What are some styles in the poem "Out, Out-" by Robert Frost?
This horrifying and bleak poem is about a boy who was using a self-powered buzz saw late in the day. His sister came to tell him that it was supper time, and, maybe because he wasn't paying attention, or maybe because he wanted to be done with working and looked the other way, or whatever, the saw blade got loose, and, as if it had a life of its own, the blade cut the boy's hand off. A doctor was called; the poor boy was anesthetized and... and he died. Bled to death.
Then the people went back to what they were doing for nothing more could be done.
As for style, it is plain-spoken Frost factual reporting with an edge as sharp as the saw blade. The sense of threat and dread is there from the start:
"And the saw snarled and rattled, snarled and rattled"
Yet the tale unfolds simply and pathetically and chronologically. No nonsense: the sadness and meaningless speak for themselves.
The link supplied below explains it all in greater detail. A true story, very dark indeed.

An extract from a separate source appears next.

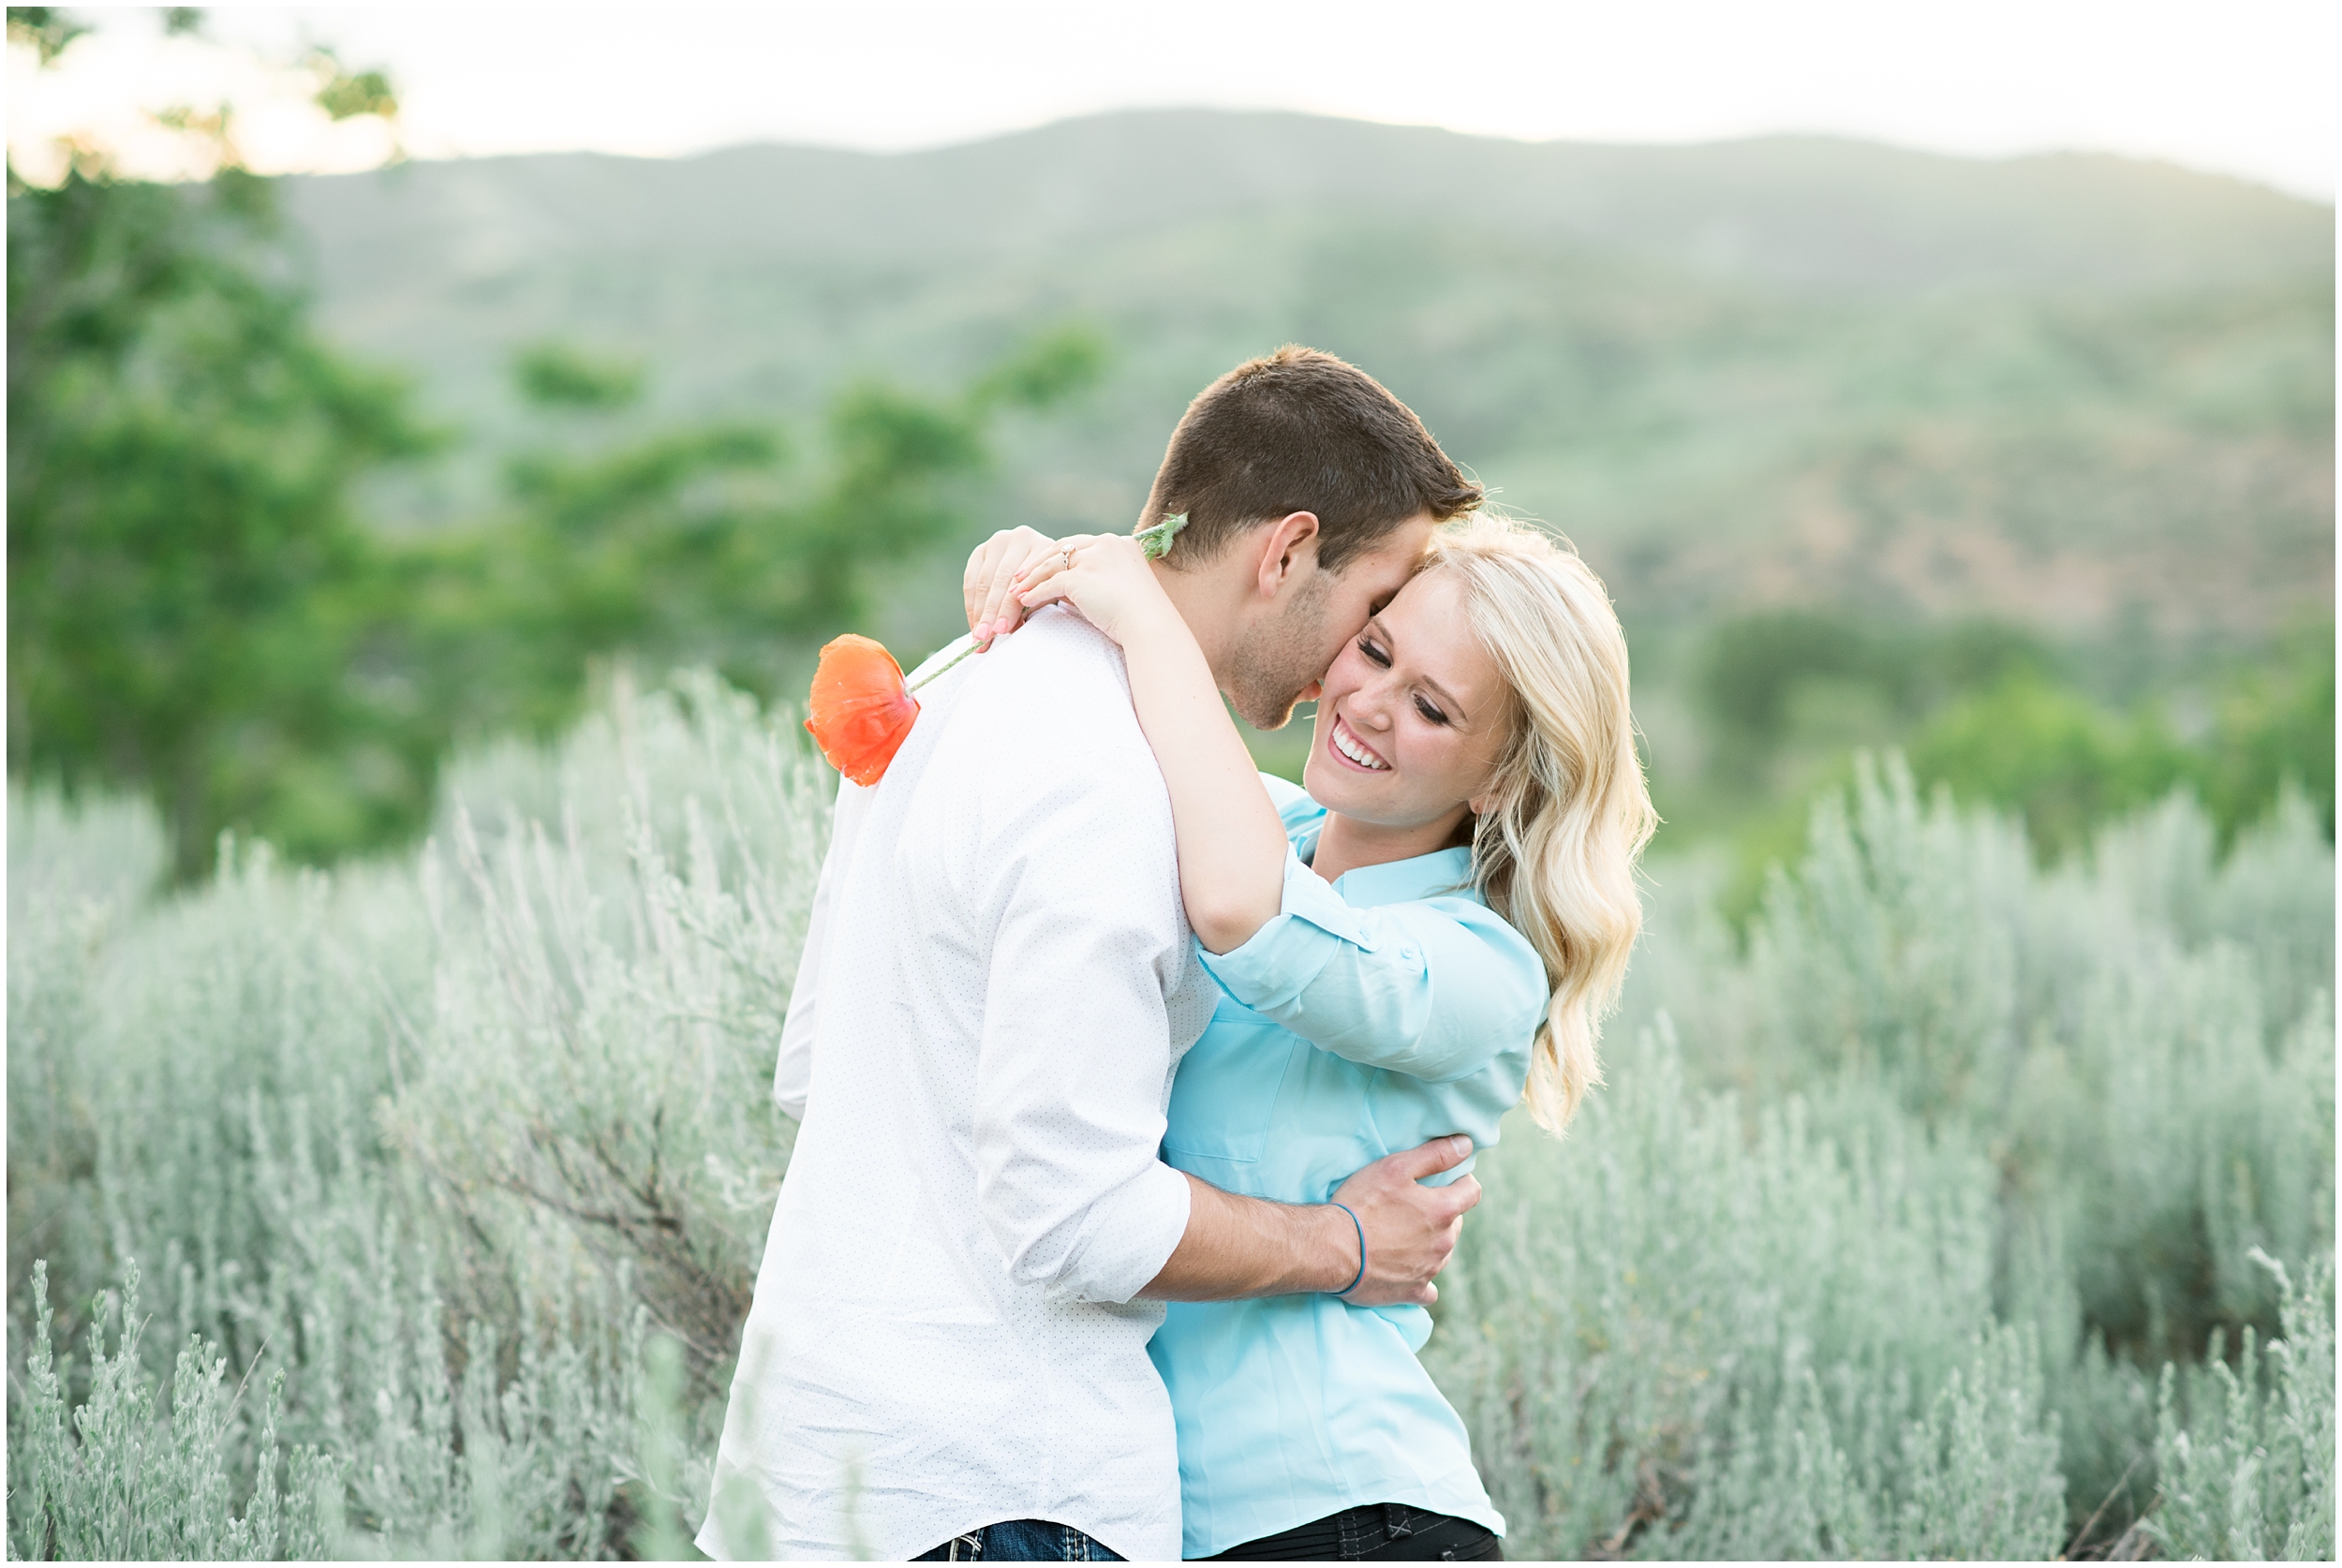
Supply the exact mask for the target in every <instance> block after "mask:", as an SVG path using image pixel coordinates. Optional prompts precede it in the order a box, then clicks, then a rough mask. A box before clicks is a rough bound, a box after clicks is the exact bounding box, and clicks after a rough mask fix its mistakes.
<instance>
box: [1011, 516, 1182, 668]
mask: <svg viewBox="0 0 2342 1568" xmlns="http://www.w3.org/2000/svg"><path fill="white" fill-rule="evenodd" d="M1056 599H1066V601H1068V604H1073V606H1075V608H1077V611H1082V615H1084V618H1087V620H1089V625H1094V627H1098V630H1101V632H1105V634H1108V637H1112V639H1115V641H1117V644H1122V646H1124V648H1129V646H1131V639H1134V637H1143V634H1145V632H1148V630H1150V627H1157V625H1162V620H1164V618H1166V615H1169V618H1171V620H1173V623H1178V627H1180V634H1185V630H1187V627H1185V623H1180V620H1178V611H1176V608H1173V606H1171V597H1169V594H1166V592H1164V590H1162V583H1157V580H1155V571H1152V569H1150V566H1148V557H1145V552H1143V550H1141V545H1138V541H1136V538H1131V536H1129V534H1075V536H1070V538H1061V541H1056V548H1054V550H1049V552H1047V555H1042V557H1040V559H1035V562H1028V564H1026V569H1023V571H1021V573H1019V578H1016V604H1019V606H1023V608H1026V611H1035V608H1040V606H1042V604H1052V601H1056Z"/></svg>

The poem 'Out,Out' by Robert Frost is a shocking piece of writing about a farm accident and the style reflects/enhances that. The poet uses blank verse,as in this case,he wishes to convey the natural speech that would attend an accident. Even the title is arresting - it could be a fire, or an order in a battle or a command - we are not sure til we begin reading.However,as in life when something interrupts the natural flow of the day's work, the fluency of the verse is interrupted by sharp staccato breaks (caesuras/line breaks) which get more frequent as the poem moves along. - sometimes even breaking the line itself. Can you look for an example of that? The 'normalness' of the language is is thrown into high contrast by this (supper,apron) as the caesura spotlights what has happened to the hand. This style underlines the fear,anxiety and other emotions of such a distressing event.